@MurrayW's answer is excellent, but I would like to add some background information.
Regex as Finite State Automata
When I first learned regular expressions in university, we learned to convert them to finite state automata, essentially compiling them into graphs that were then processed to match the string. When you do that, (cd|c)
and (c|cd)
get compiled into the same graph, in which case both of your regular expressions would match the whole string. This is what grep
actually does:
Both
echo abcdcdd | grep --color -E 'ab(c|cd)*d'
and
echo abcdcdd | grep --color -E 'ab(cd|c)*d'
color the whole string in red.
Patterns we call "regular expressions"
True finite state automata have many limitations that programmers don't like, such as the inability to capture matching groups, of to reuse those groups later in the pattern, and other limitations I forget, so the regular expression libraries that we use in most programming languages implement more complex formalisms. I don't remember that they are exactly, maybe push-down automata, but we have memory, we have backtracking, and all sorts of good stuff we use without thinking about it.

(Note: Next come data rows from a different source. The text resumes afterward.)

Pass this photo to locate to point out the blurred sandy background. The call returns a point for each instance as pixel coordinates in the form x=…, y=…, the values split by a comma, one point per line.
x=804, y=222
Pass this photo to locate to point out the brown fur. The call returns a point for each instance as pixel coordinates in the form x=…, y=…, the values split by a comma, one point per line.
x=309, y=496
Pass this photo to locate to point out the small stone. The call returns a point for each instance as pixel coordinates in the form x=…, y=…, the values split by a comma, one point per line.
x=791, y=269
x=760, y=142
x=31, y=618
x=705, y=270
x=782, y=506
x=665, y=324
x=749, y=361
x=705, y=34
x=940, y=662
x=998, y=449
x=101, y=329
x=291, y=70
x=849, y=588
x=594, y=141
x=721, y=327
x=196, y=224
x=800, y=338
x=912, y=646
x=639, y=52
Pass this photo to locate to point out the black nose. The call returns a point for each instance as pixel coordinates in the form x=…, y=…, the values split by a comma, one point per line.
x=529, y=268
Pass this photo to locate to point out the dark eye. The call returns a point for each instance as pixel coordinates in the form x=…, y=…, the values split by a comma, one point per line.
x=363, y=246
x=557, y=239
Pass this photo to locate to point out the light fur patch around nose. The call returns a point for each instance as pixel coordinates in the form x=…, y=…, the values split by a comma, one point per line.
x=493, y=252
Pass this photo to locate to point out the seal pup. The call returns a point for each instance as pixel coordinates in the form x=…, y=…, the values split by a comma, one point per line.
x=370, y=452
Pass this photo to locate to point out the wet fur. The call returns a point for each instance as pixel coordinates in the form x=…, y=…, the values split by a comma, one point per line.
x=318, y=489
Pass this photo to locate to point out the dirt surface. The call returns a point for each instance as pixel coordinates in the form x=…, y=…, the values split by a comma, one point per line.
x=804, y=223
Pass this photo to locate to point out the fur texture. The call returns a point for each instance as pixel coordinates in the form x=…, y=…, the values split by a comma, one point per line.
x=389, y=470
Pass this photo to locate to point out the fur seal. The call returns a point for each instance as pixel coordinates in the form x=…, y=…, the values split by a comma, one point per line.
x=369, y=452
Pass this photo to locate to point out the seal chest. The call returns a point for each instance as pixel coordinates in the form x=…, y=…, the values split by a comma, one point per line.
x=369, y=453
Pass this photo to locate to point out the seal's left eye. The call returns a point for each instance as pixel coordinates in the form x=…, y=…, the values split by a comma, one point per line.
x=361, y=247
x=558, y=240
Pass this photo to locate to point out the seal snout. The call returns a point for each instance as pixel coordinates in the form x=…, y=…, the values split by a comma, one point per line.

At the risk of seeming pedantic, the patterns we use are not "regular" at all. I know, the difference is usually not relevant, we just want our code to work, but once in a while it matters.

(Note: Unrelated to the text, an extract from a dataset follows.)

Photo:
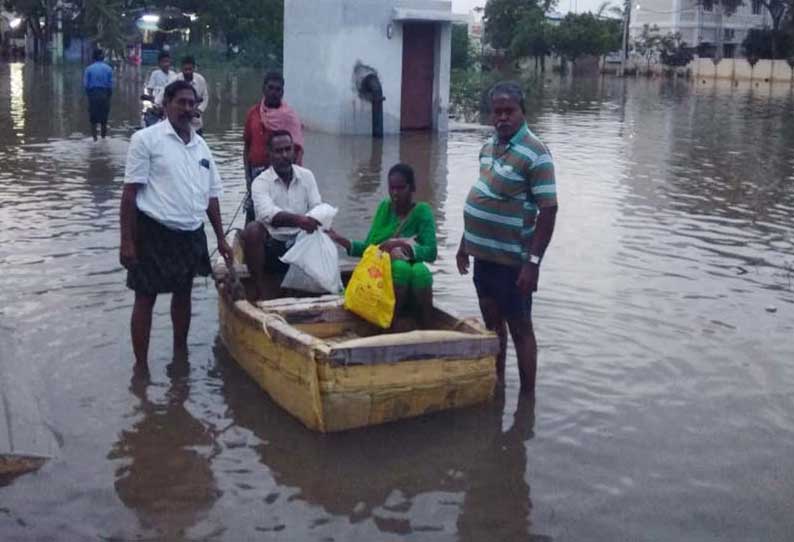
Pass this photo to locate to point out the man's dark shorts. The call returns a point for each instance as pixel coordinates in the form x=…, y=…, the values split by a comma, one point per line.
x=498, y=282
x=275, y=249
x=168, y=260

So, while the regular expressions (cd|c)
and (c|cd)
would be compiled into the same finite state automaton, those two (non-regular) patterns are instead turned into logic that says try the variants from left to right, and backtrack only if the rest of the pattern fails to match later, hence the results you observed.
Speed
While the patterns our "regular expression" libraries support offer us lots of goodies we like, those come at a performance cost. True regular expressions are blazingly fast, while our patterns, though usually fast, can sometimes be very expensive. Search for "catastrophic backtracking" on this site for many examples of patterns that take exponential time to fail. The same patterns, used with grep
, would be compiled into a graph that is applied in linear time to the string to match no matter what.